Q&A 15 How do you export a cleaned dataset in Python and R?

15.1 Explanation

After cleaning and transforming your data — renaming columns, removing duplicates, creating new variables — it’s good practice to save the final version.

This ensures:

  • You don’t have to redo your work
  • Others can use the clean data
  • You can start fresh from a reliable version for future steps (like visualization or modeling)
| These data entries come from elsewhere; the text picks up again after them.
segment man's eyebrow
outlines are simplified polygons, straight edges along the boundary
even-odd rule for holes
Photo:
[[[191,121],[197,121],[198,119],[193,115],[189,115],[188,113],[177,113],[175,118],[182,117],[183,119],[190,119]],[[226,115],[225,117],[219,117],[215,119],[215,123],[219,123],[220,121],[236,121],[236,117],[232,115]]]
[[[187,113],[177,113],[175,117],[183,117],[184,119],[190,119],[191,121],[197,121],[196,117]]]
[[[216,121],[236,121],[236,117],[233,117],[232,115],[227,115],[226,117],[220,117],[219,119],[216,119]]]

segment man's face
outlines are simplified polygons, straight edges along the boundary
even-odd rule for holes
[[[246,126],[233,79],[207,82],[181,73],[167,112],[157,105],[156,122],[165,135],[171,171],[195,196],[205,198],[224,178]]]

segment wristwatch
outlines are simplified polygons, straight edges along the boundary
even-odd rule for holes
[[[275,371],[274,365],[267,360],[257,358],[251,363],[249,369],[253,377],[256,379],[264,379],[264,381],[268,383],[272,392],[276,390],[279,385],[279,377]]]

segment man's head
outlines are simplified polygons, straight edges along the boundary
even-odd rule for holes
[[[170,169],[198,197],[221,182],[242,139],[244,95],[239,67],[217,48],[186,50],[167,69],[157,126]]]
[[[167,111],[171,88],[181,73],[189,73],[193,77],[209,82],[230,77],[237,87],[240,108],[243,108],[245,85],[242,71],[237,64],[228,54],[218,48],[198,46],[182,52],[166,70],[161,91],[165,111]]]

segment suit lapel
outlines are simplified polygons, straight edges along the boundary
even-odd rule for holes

In this example, we’ll export our cleaned Iris dataset to a CSV file called iris_cleaned.csv in the data/ folder.


15.2 Python Code

import pandas as pd

# Load and optionally clean dataset
df = pd.read_csv("data/iris.csv")
df_cleaned = df.drop_duplicates()

# Export to new CSV file
df_cleaned.to_csv("data/iris_cleaned.csv", index=False)
print("Cleaned dataset saved as data/iris_cleaned.csv")
Cleaned dataset saved as data/iris_cleaned.csv

15.3 R Code

library(readr)
library(dplyr)

# Load and optionally clean dataset
df <- read_csv("data/iris.csv")
df_cleaned <- df %>%
  distinct()

# Export to new CSV file
write_csv(df_cleaned, "data/iris_cleaned.csv")
cat("Cleaned dataset saved as data/iris_cleaned.csv\n")
Cleaned dataset saved as data/iris_cleaned.csv

✅ With your cleaned dataset saved, you’re now ready to begin visualizing, modeling, or sharing your data — with confidence.